From 843e1f2068cf1707f7f002be7c05c37282e9fa36 Mon Sep 17 00:00:00 2001
From: John Schember <john@nachtimwald.com>
Date: Sat, 8 Jan 2011 13:17:32 -0500
Subject: [PATCH 1/4] TXT Input: Basic heuristic processor.

---
 src/calibre/ebooks/txt/heuristicprocessor.py | 88 ++++++++++++++++++++
 src/calibre/ebooks/txt/input.py              | 12 ++-
 src/calibre/ebooks/txt/processor.py          | 23 ++++-
 3 files changed, 116 insertions(+), 7 deletions(-)

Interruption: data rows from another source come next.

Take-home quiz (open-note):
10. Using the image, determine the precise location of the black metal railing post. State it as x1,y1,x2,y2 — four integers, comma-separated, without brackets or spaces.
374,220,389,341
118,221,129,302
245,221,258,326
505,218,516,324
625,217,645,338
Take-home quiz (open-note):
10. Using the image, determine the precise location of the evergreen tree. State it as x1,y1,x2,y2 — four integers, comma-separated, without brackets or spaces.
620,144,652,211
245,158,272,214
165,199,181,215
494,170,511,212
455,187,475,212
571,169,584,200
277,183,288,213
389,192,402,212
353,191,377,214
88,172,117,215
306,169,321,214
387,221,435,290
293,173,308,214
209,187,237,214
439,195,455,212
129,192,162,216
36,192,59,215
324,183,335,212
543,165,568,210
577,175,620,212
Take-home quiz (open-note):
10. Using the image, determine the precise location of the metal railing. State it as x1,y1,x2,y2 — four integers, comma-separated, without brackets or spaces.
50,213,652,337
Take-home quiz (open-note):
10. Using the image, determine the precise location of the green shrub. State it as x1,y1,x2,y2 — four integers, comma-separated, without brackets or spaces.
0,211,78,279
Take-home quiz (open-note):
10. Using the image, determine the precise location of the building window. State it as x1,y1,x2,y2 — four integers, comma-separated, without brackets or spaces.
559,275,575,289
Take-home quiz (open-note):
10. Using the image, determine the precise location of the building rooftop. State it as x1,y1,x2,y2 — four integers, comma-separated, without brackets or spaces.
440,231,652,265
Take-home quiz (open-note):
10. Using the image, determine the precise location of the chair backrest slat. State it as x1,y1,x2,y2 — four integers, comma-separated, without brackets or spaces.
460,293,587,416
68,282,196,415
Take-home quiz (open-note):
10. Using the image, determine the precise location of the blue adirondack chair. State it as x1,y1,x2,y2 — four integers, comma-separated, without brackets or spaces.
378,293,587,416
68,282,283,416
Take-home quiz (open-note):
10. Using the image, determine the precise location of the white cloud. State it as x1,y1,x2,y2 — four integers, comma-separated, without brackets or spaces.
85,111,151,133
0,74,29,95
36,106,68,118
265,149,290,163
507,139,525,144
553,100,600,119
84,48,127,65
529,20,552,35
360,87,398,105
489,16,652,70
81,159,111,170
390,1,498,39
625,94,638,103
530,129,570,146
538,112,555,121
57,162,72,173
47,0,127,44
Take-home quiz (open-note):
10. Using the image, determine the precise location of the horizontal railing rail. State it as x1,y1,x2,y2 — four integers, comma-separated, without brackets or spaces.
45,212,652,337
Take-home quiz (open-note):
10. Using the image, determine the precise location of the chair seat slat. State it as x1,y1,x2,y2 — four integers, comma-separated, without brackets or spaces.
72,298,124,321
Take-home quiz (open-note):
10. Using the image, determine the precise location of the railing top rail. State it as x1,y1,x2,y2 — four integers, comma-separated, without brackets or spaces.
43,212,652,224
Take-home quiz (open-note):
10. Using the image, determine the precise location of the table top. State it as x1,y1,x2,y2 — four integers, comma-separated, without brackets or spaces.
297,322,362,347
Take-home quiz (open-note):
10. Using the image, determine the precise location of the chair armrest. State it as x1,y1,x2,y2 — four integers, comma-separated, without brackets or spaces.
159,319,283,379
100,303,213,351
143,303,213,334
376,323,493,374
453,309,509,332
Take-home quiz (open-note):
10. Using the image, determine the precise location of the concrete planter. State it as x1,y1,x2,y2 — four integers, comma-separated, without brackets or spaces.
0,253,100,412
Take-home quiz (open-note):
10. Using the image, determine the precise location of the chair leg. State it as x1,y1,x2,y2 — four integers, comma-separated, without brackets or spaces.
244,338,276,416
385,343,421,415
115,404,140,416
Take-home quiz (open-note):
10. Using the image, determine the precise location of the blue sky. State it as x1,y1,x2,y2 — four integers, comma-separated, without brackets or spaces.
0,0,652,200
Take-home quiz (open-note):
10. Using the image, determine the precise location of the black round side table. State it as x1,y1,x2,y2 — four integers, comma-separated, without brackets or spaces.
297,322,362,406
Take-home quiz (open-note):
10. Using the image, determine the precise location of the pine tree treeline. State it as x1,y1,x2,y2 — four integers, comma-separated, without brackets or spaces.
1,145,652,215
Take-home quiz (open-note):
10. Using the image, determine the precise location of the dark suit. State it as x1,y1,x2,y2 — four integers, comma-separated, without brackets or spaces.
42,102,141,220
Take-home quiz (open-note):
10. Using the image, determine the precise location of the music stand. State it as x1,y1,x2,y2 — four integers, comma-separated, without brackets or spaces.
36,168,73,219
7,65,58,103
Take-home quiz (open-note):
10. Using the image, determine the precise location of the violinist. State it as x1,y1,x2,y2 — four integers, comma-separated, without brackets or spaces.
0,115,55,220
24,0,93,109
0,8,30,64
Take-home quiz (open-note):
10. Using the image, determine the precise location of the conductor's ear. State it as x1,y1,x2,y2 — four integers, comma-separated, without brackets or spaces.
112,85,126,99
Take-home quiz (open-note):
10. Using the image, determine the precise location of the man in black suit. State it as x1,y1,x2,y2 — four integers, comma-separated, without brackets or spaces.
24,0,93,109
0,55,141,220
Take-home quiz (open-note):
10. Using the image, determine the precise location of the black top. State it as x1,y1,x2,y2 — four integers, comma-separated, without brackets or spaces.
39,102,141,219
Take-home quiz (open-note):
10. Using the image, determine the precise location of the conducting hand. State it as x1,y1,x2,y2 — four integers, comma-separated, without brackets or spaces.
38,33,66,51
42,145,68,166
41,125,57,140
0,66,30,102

 create mode 100644 src/calibre/ebooks/txt/heuristicprocessor.py
diff --git a/src/calibre/ebooks/txt/heuristicprocessor.py b/src/calibre/ebooks/txt/heuristicprocessor.py
new file mode 100644
index 0000000000..cbfa33a96a
--- /dev/null
+++ b/src/calibre/ebooks/txt/heuristicprocessor.py
@@ -0,0 +1,88 @@
+# -*- coding: utf-8 -*-
+
+__license__ = 'GPL 3'
+__copyright__ = '2011, John Schember <john@nachtimwald.com>'
+__docformat__ = 'restructuredtext en'
+
+import re
+import string
+
+from calibre import prepare_string_for_xml
+from calibre.ebooks.unidecode.unidecoder import Unidecoder
+
+class TXTHeuristicProcessor(object):
+
+    def __init__(self):
+        self.ITALICIZE_WORDS = [
+            'Etc.', 'etc.', 'viz.', 'ie.', 'i.e.', 'Ie.', 'I.e.', 'eg.',
+            'e.g.', 'Eg.', 'E.g.', 'et al.', 'et cetra', 'n.b.', 'N.b.',
+            'nota bene', 'Nota bene', 'Ste.', 'Mme.', 'Mdme.',
+            'Mlle.', 'Mons.', 'PS.', 'PPS.', 
+        ]
+        self.ITALICIZE_STYLE_PATS = [
+            r'(?msu)_(?P<words>.+?)_',
+            r'(?msu)/(?P<words>.+?)/',
+            r'(?msu)~~(?P<words>.+?)~~',
+            r'(?msu)\*(?P<words>.+?)\*',
+            r'(?msu)~(?P<words>.+?)~',
+            r'(?msu)_/(?P<words>.+?)/_',
+            r'(?msu)_\*(?P<words>.+?)\*_',
+            r'(?msu)\*/(?P<words>.+?)/\*',
+            r'(?msu)_\*/(?P<words>.+?)/\*_',
+            r'(?msu)/:(?P<words>.+?):/',
+            r'(?msu)\|:(?P<words>.+?):\|',
+        ]
+
+    def del_maketrans(self, deletechars):
+        return dict([(ord(x), u'') for x in deletechars])
+
+    def is_heading(self, line):
+        if not line:
+            return False
+        if len(line) > 40:
+            return False
+        
+        line = Unidecoder().decode(line)
+
+        # punctuation.
+        if line.translate(self.del_maketrans(string.letters + string.digits + ' :-')):
+            return False
+        
+        # All upper case.
+        #if line.isupper():
+        #    return True
+        # Roman numerals.
+        #if not line.translate(self.del_maketrans('IVXYCivxyc ')):
+        #    return True
+        
+        return True
+
+    def process_paragraph(self, paragraph):
+        for word in self.ITALICIZE_WORDS:
+            paragraph = paragraph.replace(word, '<i>%s</i>' % word)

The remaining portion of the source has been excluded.